In most cases, putting out a wet floor sign means that the business has warned you of a slip hazard and it will usually win the case. To win, you will have to argue the wet floor sign was not visible or positioned correctly.
What if there WAS NOT a wet floor sign?
The absence of a warning sign can be important, but it does not automatically establish liability. You still have to prove that the business knew or should have known about the hazard. However, if an employee created the hazard—such as mopping without placing warning signs—that can be evidence that the business had actual knowledge.
How long does a spill have to be on the floor before a business is responsible?
There is no fixed time requirement. The longer the hazard was there, the stronger your case. The shorter the hazard was there, the stronger the business’ case. Courts look at whether the spill was present long enough that the business should have discovered and cleaned it up through reasonable inspection procedures. In many cases, the focus is on the adequacy and timing of the business’s inspections rather than a specific number of minutes.
Can I recover if I didn’t see the hazard before I fell?
Possibly.
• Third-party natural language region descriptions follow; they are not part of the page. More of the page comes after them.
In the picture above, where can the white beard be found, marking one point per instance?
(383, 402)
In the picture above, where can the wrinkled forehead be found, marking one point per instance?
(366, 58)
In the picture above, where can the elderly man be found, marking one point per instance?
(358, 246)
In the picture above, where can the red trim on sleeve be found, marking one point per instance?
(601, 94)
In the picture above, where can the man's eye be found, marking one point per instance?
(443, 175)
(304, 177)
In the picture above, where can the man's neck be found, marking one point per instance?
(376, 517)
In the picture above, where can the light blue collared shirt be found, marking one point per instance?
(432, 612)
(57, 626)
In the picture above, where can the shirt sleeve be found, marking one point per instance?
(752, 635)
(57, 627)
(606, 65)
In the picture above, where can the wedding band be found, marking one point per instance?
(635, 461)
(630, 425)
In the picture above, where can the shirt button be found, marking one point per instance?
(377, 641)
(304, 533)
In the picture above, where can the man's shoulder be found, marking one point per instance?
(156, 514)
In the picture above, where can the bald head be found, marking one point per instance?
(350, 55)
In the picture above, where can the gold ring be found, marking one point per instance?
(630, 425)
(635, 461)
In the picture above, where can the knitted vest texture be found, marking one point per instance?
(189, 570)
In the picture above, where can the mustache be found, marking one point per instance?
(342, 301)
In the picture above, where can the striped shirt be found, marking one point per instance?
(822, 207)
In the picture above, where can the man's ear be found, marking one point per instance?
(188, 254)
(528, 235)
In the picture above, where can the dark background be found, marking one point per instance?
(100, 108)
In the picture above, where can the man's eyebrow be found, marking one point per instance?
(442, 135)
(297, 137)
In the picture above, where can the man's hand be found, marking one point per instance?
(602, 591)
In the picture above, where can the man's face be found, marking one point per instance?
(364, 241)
The question is whether you exercised ordinary care for your own safety. If the hazard was not easily visible or was obscured, that may support your claim. If the hazard was open and obvious, the business may argue that you had equal knowledge and could have avoided it.
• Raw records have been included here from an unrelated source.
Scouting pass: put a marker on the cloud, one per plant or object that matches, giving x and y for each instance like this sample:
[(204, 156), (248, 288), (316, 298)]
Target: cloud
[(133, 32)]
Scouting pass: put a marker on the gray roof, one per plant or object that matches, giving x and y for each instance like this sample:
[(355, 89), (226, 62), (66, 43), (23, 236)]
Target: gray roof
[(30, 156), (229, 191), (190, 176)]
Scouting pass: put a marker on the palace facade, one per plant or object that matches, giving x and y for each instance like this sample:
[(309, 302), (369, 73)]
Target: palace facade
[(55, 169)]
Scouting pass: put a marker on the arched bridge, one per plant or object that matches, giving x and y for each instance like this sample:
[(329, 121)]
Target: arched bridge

What if I was distracted when I fell?
Distraction can affect whether you are considered to have used ordinary care. Courts may look at whether the distraction was reasonable under the circumstances. Not every distraction will prevent recovery, but it can become an issue in the case.
What evidence is important in a Georgia slip and fall case?
Common types of evidence include surveillance video, incident reports, witness statements, photographs of the scene, and records of the business’s inspection procedures. These can help establish how long the hazard existed and whether the business had an opportunity to discover and fix it.